Reinforcement Upon Element Creation
I have been using Revit in 'anger' for more than 10 years and for most of that time, have been utilising its increasing performance to generate reinforcement, in terms of modelling, draughting and scheduling.
I have personally developed workflows and Families to facilitate the efficient and reliable creation of r.c. detailed elements for a wide variety of projects located around the United Kingdom and indeed the wider World.
I have heard many sceptic people relating to Revit's effectiveness to deliver reliable r.c. detailing and scheduled packages. However, l tend to find many people who complain about Revit's ability to deliver upon the reinforcement arena, are people who are either not adept at Revit or r.c. detailing or both.
Over recent years, Revit has made headway with respect to providing a more user friendly r.c. detailing experience, however, many of the 'out of the box' features are still lacking in a number of areas. One aspect in particular is the lapping of reinforcement.
Personally, the lack of an automated solution to this, is indeed frustrating, however, my view is the the Revit / r.c. detailer, should be that, a 'detailer' and should know how to apply and solve r.c. detailing scenarios and not be reliant upon the software to come to their rescue.
Earlier this week, l was wondering if the 'tedious' task of r.c. detailing and scheduling beam elements, columns and pad foundations, could be achieved by using the 'O.o.T.B.' elements, coupled with Families, to achieve a flexible, robust and schedulable experience.
Firstly l began by proving the concept upon r.c. beams. I proceeded to create Families relating to the bars l wished to be held within the r.c. beam solution. In this instance, l settled upon 00, 21 & 51 (U.K.) shape codes, to determine the principle of the workflow and process.
Once the appropriate shape codes were created, l then proceeded to load them into a standard 'O.o.T.B.' concrete framing element. Whereby, the application of standard Family workflows, creating the necessary parameters, Shared or otherwise, together with the necessary Reference Planes, enabled the creation of the r.c. beam concept for further testing.
The Family enables the following to be manipulated:
* Member name
* Beam Width
* Beam Height
* Link centres
* Maximum 00 straight bar length
* No. of 00 bars per side
* No. of u-bars
* Cover
Relating to the r.c. beam 'Type' configuration. By duplication and amendment of type, this is where new types can be created, in terms of link, straight and u-bar configurations. Predefined Bar Marks can, if necessary be amended under 'Type'. The integral r.c. solution also self-determines the necessary lap to be applied, relative to the settings specified under 'Type', however, the ability to amend this, relative to differing types has been catered for.

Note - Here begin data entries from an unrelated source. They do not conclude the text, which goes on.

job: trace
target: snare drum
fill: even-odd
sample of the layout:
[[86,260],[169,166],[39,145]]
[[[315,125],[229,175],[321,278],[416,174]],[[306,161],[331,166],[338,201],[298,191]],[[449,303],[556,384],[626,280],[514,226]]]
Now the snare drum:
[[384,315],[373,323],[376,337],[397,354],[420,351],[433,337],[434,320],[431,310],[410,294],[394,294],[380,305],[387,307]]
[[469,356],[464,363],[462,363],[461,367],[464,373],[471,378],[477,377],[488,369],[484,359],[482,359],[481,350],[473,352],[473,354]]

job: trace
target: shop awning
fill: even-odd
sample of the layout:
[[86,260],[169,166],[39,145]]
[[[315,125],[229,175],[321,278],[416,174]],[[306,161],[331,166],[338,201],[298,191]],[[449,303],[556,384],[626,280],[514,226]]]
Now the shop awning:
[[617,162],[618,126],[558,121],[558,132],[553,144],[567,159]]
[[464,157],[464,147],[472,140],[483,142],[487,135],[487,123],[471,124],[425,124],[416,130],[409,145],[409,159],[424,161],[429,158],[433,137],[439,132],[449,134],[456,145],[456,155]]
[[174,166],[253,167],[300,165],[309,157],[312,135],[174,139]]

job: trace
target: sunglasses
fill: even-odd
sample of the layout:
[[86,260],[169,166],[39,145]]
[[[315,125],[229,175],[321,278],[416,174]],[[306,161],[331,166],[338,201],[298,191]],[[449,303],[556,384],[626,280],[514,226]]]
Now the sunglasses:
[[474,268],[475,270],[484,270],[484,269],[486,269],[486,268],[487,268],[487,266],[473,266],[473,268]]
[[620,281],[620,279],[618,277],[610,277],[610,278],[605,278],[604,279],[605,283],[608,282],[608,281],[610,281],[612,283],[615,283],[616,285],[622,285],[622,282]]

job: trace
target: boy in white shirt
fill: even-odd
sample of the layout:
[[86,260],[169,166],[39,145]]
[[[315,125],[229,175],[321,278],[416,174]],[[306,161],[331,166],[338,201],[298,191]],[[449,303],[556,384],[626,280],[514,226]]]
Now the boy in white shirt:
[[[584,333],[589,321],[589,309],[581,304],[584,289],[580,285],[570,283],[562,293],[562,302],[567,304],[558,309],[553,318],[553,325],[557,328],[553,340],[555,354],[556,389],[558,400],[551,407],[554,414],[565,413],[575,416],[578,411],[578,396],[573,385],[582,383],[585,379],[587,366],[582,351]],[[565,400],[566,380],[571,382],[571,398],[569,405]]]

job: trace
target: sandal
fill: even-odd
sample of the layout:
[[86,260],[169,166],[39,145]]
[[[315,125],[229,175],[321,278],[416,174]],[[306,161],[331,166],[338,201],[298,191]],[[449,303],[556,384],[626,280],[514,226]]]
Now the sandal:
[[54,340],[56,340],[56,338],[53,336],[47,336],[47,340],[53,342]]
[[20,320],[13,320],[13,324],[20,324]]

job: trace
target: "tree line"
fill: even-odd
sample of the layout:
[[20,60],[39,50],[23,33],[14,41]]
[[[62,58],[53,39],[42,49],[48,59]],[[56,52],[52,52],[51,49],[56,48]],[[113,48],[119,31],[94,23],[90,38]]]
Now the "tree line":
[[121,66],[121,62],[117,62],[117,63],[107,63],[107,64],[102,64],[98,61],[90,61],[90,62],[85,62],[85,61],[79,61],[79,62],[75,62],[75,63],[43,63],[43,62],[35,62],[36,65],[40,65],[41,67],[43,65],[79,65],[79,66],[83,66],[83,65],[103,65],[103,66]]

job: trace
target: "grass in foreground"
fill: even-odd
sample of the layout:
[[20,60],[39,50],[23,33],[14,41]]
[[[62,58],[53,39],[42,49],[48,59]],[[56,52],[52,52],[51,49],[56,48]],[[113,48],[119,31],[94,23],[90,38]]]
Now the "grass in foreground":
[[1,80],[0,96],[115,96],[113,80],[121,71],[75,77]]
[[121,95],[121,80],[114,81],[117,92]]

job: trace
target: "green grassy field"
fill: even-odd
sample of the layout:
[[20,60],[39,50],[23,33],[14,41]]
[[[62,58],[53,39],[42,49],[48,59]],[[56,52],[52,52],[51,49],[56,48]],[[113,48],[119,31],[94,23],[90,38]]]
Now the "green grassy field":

Annotation of the r.c. element can be performed, using Tags created to respond to this Family in a variety of way, i.e.
* Type
* Bar Mark
* Type - Bar Mark
* Quantity - Type - Bar Mark
* Quantity - Type - Bar Mark - Centres
If necessary, reinforcement can be hidden by simply altering a views Detail Level, from Fine to either Medium or Coarse. Similarly views can be kept at a Fine level of detail and within the Visibility Graphics, Generic Model level of detail can be altered from Fine to hide the reinforcement representation.
The advantage of this hybrid approach, is the fact that conventional modelling techniques, manipulations and standard reinforcement can be applied, beams split and new beams created, together with reinforcement on the fly.
Below is another short video, depicting some of the benefits and principles of this workflow and how r.c. columns and pad foundations could benefit from this approach.
Granted, variations and scenarios have not been explored, exhausted nor negotiated, however, the principle and concept is self-evident.